Deep Learning has become synonymous with Artificial Intelligence (AI). Deep Neural Networks (DNNs) combined with powerful training and optimization techniques have led to advances in the field of AI, once Machine Learning became a common phrase. However, the concept of Neural Networks (NNs) is not new. Neural Networks date back to 1940–1950, and the idea of using back-propagation in NNs was first proposed in the 1970s. Geoferry Hinton and Yan LeCun showcased the first implementation of leveraging back-propagation, demonstrating the potential of powering AI systems with Neural Networks. However, at the time, the techniques did not scale to more practical scenarios, and even a decade ago could not outperform other classical Machine Learning techniques such as Support Vector Machines (SVMs).

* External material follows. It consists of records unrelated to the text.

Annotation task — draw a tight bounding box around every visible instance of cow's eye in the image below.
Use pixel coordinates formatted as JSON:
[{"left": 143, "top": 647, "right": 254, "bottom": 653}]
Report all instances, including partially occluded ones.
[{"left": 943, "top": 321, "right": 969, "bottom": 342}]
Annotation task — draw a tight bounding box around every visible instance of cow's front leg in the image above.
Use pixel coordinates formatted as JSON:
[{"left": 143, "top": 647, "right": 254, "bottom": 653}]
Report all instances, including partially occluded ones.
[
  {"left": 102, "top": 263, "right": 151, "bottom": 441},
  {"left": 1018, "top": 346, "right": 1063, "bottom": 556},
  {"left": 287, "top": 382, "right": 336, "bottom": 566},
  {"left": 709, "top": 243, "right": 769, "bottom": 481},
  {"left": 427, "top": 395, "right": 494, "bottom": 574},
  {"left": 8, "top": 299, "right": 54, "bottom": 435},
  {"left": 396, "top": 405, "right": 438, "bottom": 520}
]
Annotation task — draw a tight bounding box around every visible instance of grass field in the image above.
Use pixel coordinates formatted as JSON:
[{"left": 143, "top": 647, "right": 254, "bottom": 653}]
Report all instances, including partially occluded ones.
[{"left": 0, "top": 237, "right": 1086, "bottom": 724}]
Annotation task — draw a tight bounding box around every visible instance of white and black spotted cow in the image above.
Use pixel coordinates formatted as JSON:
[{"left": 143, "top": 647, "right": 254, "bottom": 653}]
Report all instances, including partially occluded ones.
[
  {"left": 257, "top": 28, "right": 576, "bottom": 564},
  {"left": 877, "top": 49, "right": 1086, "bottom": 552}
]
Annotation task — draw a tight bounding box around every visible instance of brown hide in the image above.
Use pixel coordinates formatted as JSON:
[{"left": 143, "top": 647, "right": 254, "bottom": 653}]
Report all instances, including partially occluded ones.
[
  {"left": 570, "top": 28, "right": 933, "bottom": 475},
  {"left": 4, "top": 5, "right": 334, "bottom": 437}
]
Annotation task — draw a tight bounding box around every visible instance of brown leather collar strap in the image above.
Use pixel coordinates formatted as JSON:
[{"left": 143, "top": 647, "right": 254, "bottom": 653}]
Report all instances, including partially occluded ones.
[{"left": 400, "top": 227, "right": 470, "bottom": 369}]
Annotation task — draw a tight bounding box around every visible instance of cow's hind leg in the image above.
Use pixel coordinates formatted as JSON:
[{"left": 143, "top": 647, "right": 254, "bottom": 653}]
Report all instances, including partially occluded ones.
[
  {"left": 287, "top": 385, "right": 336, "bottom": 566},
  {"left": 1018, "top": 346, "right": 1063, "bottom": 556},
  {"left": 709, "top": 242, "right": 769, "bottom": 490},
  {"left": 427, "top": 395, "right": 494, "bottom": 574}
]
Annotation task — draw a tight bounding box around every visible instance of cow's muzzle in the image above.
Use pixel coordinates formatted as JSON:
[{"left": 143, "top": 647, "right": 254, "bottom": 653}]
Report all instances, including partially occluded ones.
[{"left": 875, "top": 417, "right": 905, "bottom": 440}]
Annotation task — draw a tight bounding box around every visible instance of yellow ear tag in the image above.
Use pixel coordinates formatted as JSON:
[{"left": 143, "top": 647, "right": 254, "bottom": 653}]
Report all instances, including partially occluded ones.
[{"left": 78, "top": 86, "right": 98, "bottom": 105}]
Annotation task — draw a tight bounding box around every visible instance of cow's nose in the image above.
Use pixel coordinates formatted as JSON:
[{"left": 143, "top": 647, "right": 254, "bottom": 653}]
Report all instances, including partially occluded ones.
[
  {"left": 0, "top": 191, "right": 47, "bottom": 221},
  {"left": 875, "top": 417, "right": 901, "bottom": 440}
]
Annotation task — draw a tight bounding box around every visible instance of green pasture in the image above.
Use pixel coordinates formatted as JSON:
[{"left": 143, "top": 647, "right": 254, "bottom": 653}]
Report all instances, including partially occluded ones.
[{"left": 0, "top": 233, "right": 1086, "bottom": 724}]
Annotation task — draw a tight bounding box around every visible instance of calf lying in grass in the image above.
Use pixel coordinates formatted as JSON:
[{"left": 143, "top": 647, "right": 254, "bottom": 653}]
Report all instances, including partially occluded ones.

Then, in 2012, “AlexNet” took the Machine Learning research community by storm. It was a showcase of a dramatic improvement in image classification tasks using deep Convolutional Neural Networks (CNNs). The authors showcased for the first time, that the deeper a Neural Network model is, the higher its performance: in other words, one can push the boundary of performance with more sophisticated models and more data. Similar trends appeared across a variety of tasks such as Speech Recognition, Text Classification, and Text Generation. As a result of this monumental achievement, the prestigious Turing Award was presented to the famed Deep Learning trio: Geoffrey Hinton, Yan LeCun and Yoshua Bengio. Other pioneers who have directly or indirectly contributed to the field are too numerous to name but include: Fei Fei Li, Zoubin Ghahramani, Jitendra Malik, Andrew Ng and Juergen Schmidhuber.

Applied Research

Research also led to a surge in startups and applied research groups leveraging state of the art DNN techniques. Some of the top startups and applied research groups which were among the first few or have had the most impact in AI through Deep Learning:

  1. Deepmind: Founded in 2010, Deepmind built and showcased a system in 2013 which outperformed humans on a variety of games, which immediately got attention from Google, thereby leading to an acquisition in 2014. Deepmind has delivered some of the scientific breakthroughs, one of the latest being AlphaFold: a grand challenge in biology of predicting protein 3D folding structure based only on the amino acid sequence .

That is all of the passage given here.